Cooperação na Amazônia e tecnologia avançada
Além das pautas econômicas, Lula e Macron discutiram ações voltadas para a cooperação transfronteiriça entre o estado do Amapá e a Guiana Francesa.
Segundo o governo brasileiro, os dois países pretendem ampliar medidas conjuntas para fortalecer a integração regional e facilitar projetos de infraestrutura e desenvolvimento na região amazônica.
Outro tema tratado foi a área tecnológica.
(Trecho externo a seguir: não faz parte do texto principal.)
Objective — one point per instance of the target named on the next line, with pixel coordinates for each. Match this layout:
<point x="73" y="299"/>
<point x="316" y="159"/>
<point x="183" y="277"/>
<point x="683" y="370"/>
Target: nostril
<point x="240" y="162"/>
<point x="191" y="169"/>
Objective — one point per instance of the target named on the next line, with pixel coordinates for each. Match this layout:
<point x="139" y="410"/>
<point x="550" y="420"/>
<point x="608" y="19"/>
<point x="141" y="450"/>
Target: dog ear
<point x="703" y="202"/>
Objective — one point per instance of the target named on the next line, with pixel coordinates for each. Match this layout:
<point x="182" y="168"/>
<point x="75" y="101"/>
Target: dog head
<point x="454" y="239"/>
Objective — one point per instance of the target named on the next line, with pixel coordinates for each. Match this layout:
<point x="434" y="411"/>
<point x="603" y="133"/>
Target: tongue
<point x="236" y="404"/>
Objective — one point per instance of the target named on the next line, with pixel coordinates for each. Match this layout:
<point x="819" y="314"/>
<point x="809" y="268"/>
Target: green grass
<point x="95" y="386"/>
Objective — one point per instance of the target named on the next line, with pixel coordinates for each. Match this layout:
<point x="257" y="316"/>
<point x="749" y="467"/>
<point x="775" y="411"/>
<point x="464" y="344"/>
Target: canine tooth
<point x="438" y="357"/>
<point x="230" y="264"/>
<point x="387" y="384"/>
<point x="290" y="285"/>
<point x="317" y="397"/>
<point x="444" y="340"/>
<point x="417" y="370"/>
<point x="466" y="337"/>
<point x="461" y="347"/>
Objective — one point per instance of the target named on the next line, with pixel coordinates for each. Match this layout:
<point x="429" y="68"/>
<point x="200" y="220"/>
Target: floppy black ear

Macron reiterou o interesse da França em colaborar com os esforços brasileiros para aquisição de supercomputadores, iniciativa considerada estratégica para o fortalecimento da soberania digital do Brasil.
Encontro com a Suíça reforça relações comerciais
Lula também participou de uma reunião bilateral com o presidente da Confederação Suíça, Guy Parmelin.
Durante o encontro, os dois governos defenderam o fortalecimento das relações econômicas e comerciais entre os países, destacando a ampliação das exportações e o avanço do acordo entre o Mercosul e a Associação Europeia de Livre Comércio (EFTA).
As conversas também abordaram áreas consideradas estratégicas para o futuro da economia global, como transição energética, minerais críticos, biotecnologia, saúde e defesa.
A expectativa é que os temas debatidos resultem em novas oportunidades de cooperação econômica e tecnológica entre Brasil e Suíça.
Governo busca ampliar articulação internacional
Além dos encontros já realizados, a agenda de Lula na cúpula prevê reuniões com representantes do Egito, Japão, Alemanha, Canadá, Itália e Reino Unido.
Também está programado um encontro com o secretário-geral da Interpol, Valdecy Urquiza.
Segundo integrantes do governo, a participação brasileira na cúpula busca ampliar o diálogo com parceiros estratégicos em um momento de desafios econômicos globais, tensões geopolíticas e discussões sobre transição energética.
A expectativa do Planalto é aproveitar o ambiente diplomático do G7 para fortalecer relações comerciais, atrair investimentos e ampliar a presença brasileira em fóruns internacionais.
Possibilidade de encontro com Donald Trump
Um dos temas que mais despertam atenção durante a cúpula é a possibilidade de uma reunião entre Lula e Donald Trump.
O governo brasileiro trabalha nos bastidores para viabilizar o encontro, mas ressalta que a agenda depende da disponibilidade das delegações e ainda não foi oficializada.
Caso ocorra, será uma das reuniões de maior repercussão política do evento, reunindo os líderes das duas maiores economias das Américas em um momento de intensas discussões sobre comércio, segurança internacional e cooperação econômica.
Enquanto isso, a diplomacia brasileira segue concentrada na agenda de reuniões bilaterais já confirmadas, buscando ampliar o espaço do Brasil nas negociações internacionais.